Figure 1. Viewing LhCrm transactions directly available in LendingHome’s loan origination platform

How we addressed these problems and created LhCrm™

As more integrations were coming down the pipeline, we did what would make any manager (or mother) proud: we added rules and boundaries to approach the issues head-on:

  • Limit what you sync! In order to reduce the complexity and keep the information more consistent, we decided to limit the information that we sync, so that it would always go from platform to third party services. This simplified our code on the platform side and removed the need to do any complex querying we needed for updates. As a result, data from platform was always the source of truth.
  • Queue and try, try again! To handle our syncing frequency problem, we also added transaction queues to help batch requests. A pending queue allowed us to let records pile up and leverage bulk APIs to make our requests. Next, we made moving a record from pending into the processing queue an atomic operation that prevented duplicates. Because of the aforementioned one-way syncing, we didn’t care about the order of operations either which meant that we also benefited from debouncing and limited the number of transactions we would sync at once. Finally, a failure queue would let us do retries after the fact.
  • Why don’t you tell me what transaction you are trying to complete! To understand the result of our syncing, we exposed all of the details in every transaction to be visible in our loan origination platform (Figure 1). From this, we then allowed any user to search for a specific transaction, view all transactions in the pending or processing category, and manually retry any failing transactions that have occurred. This created an environment where all parties could help diagnose problems and debug issues.

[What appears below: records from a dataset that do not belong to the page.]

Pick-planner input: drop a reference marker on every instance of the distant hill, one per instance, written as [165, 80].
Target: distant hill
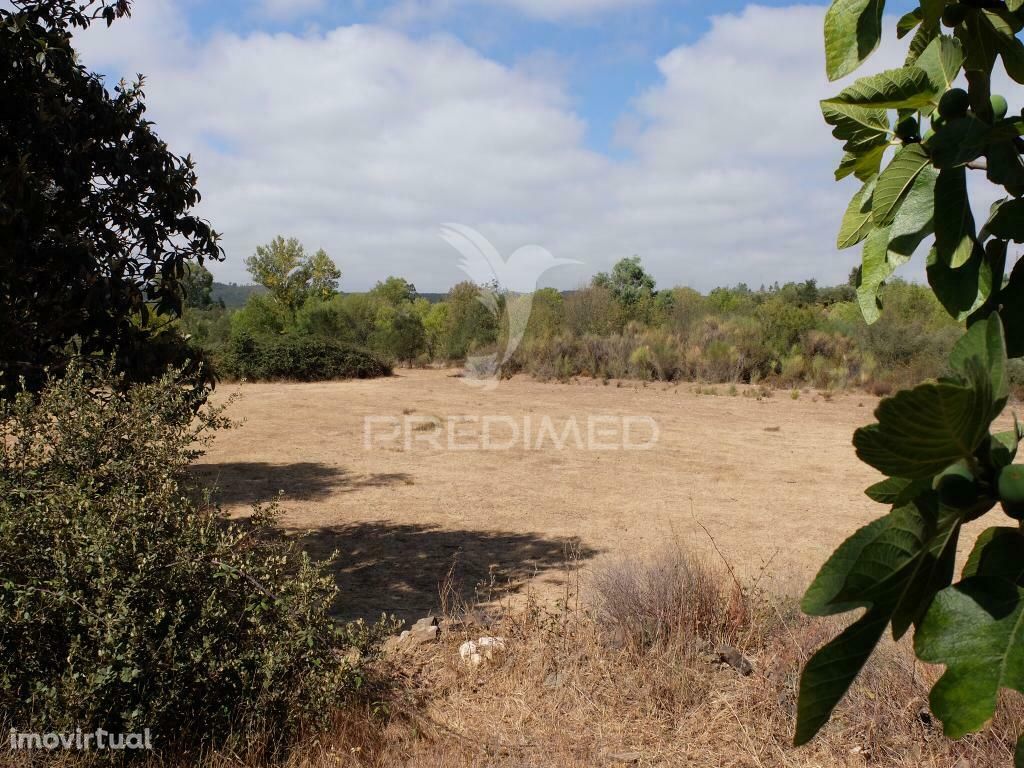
[232, 294]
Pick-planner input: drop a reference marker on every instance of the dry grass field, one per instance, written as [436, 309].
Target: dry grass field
[774, 480]
[547, 538]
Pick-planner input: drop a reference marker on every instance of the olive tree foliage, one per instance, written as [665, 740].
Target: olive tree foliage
[911, 136]
[96, 213]
[292, 275]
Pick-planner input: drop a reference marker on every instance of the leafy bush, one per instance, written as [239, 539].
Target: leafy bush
[124, 604]
[297, 358]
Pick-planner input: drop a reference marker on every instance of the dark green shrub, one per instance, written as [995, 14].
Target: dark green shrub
[124, 604]
[297, 358]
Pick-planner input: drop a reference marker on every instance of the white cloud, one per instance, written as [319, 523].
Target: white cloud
[409, 11]
[364, 141]
[290, 8]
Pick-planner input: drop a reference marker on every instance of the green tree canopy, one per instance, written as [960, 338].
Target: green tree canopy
[629, 282]
[291, 275]
[96, 214]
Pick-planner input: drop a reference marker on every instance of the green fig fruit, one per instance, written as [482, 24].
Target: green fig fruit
[954, 103]
[999, 105]
[953, 14]
[1012, 491]
[908, 130]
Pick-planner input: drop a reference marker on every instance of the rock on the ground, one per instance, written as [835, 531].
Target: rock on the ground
[731, 656]
[475, 652]
[424, 631]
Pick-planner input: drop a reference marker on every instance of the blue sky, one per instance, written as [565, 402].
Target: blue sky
[684, 132]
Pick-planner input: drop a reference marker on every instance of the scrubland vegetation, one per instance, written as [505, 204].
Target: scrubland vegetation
[619, 327]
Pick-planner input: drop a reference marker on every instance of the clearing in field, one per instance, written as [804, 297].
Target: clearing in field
[368, 468]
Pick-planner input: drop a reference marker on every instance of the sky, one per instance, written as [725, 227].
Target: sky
[686, 133]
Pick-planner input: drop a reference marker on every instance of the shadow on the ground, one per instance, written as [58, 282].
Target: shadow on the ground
[403, 568]
[248, 482]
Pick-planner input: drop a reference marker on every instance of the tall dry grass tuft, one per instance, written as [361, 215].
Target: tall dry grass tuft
[672, 597]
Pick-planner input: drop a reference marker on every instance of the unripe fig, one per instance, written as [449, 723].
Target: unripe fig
[1012, 491]
[954, 103]
[907, 129]
[999, 105]
[956, 486]
[953, 14]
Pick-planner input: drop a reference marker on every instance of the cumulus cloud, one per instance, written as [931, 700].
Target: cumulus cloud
[290, 8]
[364, 140]
[409, 11]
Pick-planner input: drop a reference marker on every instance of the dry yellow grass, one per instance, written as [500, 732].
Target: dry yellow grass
[773, 480]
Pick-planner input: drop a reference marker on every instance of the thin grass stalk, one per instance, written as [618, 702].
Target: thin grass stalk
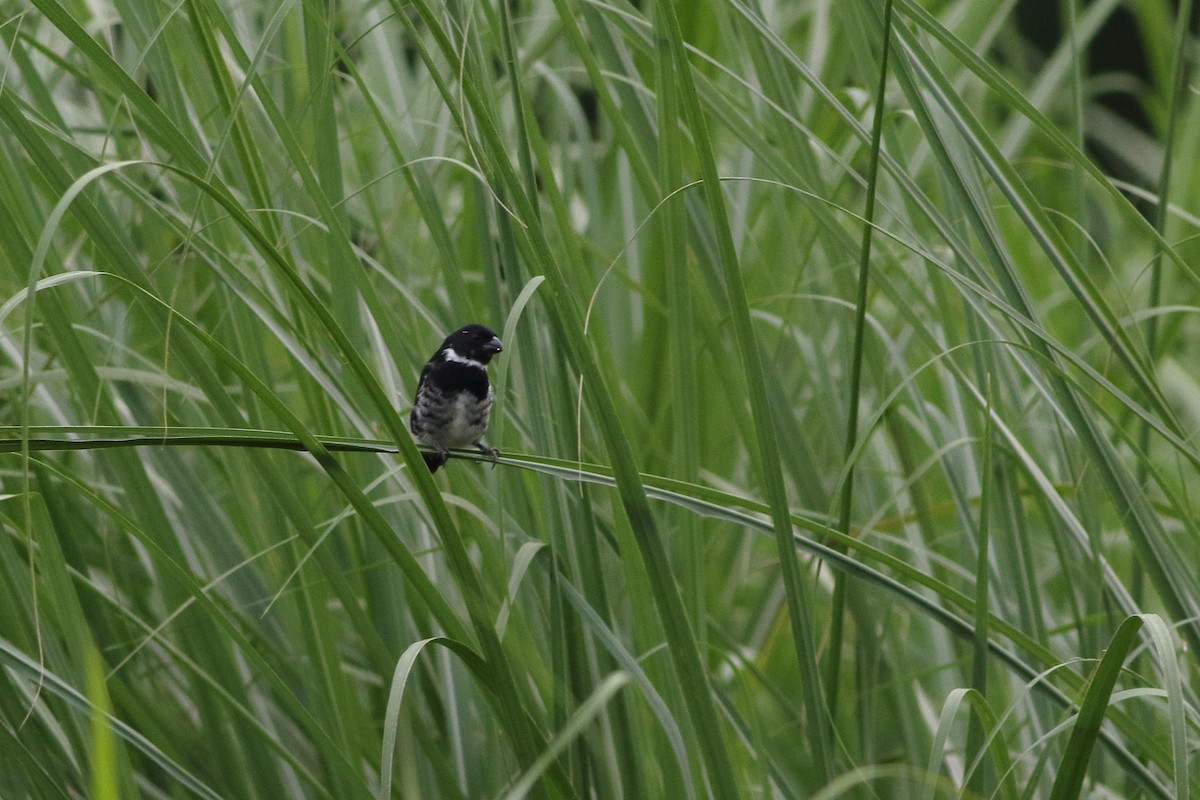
[568, 323]
[1162, 209]
[820, 734]
[846, 498]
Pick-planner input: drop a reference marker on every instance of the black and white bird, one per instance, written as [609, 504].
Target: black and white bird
[454, 397]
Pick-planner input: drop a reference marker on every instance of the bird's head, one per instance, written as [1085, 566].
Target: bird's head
[472, 343]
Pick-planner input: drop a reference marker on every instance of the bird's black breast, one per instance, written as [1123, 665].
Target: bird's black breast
[451, 378]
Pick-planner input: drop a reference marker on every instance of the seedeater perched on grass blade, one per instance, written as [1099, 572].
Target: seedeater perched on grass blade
[454, 397]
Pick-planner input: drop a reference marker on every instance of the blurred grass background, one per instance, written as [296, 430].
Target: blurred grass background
[847, 410]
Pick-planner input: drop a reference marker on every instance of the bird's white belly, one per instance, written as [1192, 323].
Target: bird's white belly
[468, 420]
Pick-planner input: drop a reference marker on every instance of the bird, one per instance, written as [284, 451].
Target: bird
[454, 397]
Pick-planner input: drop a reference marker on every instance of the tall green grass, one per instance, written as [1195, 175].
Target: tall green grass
[847, 403]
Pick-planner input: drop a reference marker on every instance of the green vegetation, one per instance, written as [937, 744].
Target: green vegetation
[847, 403]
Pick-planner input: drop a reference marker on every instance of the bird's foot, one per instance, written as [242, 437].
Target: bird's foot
[491, 452]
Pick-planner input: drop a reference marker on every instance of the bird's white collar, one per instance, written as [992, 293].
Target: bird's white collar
[450, 354]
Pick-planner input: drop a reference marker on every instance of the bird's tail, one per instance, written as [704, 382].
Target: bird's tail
[433, 461]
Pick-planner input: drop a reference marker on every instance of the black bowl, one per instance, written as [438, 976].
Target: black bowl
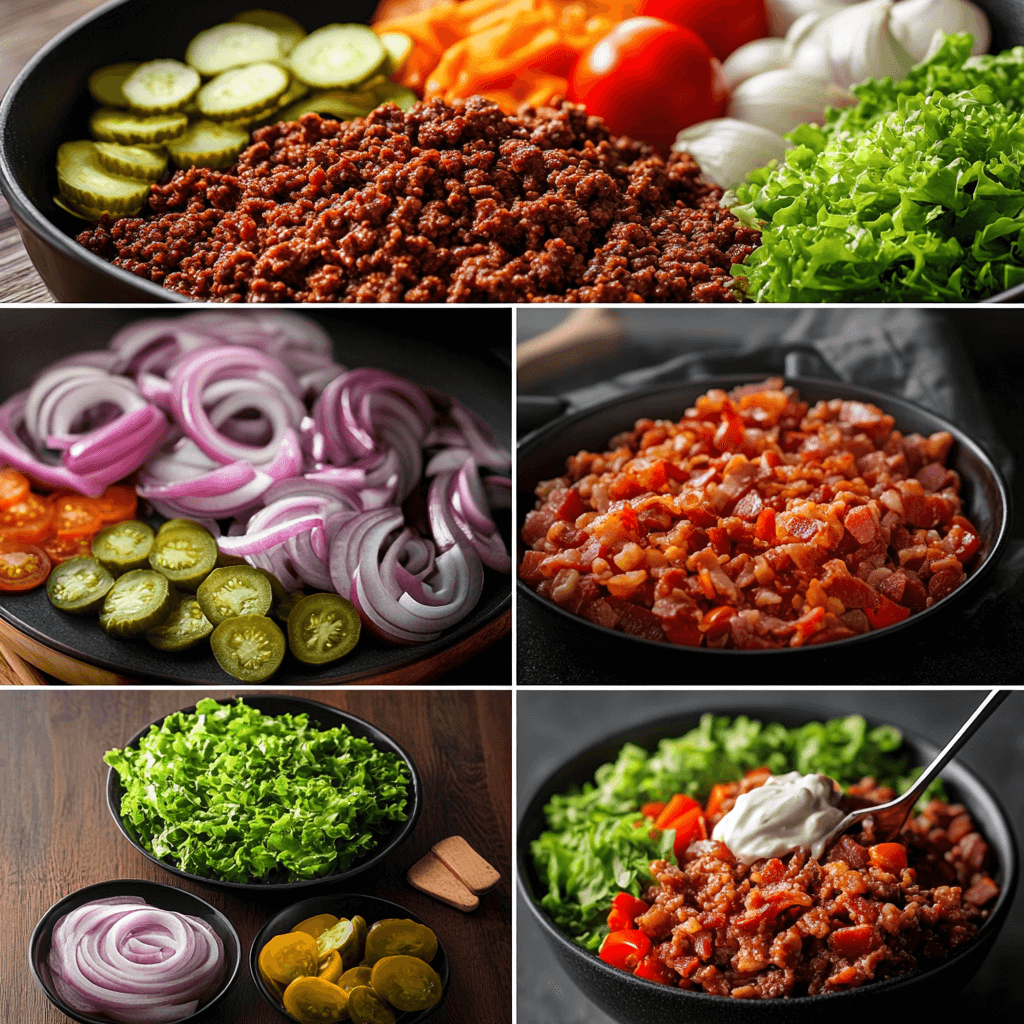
[326, 718]
[48, 103]
[542, 455]
[634, 1000]
[164, 897]
[344, 905]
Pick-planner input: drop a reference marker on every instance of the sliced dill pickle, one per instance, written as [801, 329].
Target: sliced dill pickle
[391, 92]
[124, 547]
[87, 183]
[289, 31]
[337, 55]
[160, 86]
[185, 627]
[207, 143]
[235, 590]
[79, 586]
[248, 647]
[243, 90]
[230, 45]
[132, 161]
[138, 601]
[111, 125]
[104, 83]
[399, 48]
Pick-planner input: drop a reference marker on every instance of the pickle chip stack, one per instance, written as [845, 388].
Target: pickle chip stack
[258, 69]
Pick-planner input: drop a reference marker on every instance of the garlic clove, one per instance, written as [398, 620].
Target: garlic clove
[728, 150]
[780, 99]
[754, 57]
[913, 23]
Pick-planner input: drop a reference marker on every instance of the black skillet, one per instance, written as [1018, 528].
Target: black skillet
[48, 103]
[541, 455]
[457, 363]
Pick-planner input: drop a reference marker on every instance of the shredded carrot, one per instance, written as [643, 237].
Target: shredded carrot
[512, 51]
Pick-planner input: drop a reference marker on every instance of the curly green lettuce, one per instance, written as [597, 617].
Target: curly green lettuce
[229, 793]
[597, 845]
[914, 195]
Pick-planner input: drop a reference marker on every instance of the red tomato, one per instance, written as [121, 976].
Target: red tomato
[648, 79]
[723, 25]
[23, 566]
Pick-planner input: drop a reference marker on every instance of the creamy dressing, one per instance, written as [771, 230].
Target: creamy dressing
[787, 813]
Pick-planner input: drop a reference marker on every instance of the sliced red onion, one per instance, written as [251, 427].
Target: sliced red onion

To do the above, we created a separate gem, called LhCrm, that contains all of the commands needed here. Encapsulated are various services that read from LendingHome data and write to third parties, like Salesforce and Marketo, and incorporate the commands to ensure quality and seamless processing. Below is a diagram (Figure 2) that shows the relationship between the various parts of LendingHome and the commands, services, and models that exist inside LhCrm.

We designed this as a gem to create clear boundaries in our code and provide a clean interface that would be easy to maintain. In addition, LhCrm functions as a Rails Engine and allows us to incorporate unit tests, run them quickly, and write transactions to independent databases.

Figure 2. The design of LhCrm and the relationship with 3rd party services

Through this process, we have learned that one of the most important aspects of creating a great CRM system is ensuring that there is a consistent infrastructure that syncs data accurately and reliably. By doing that, we can create leverage for all employees in our organization!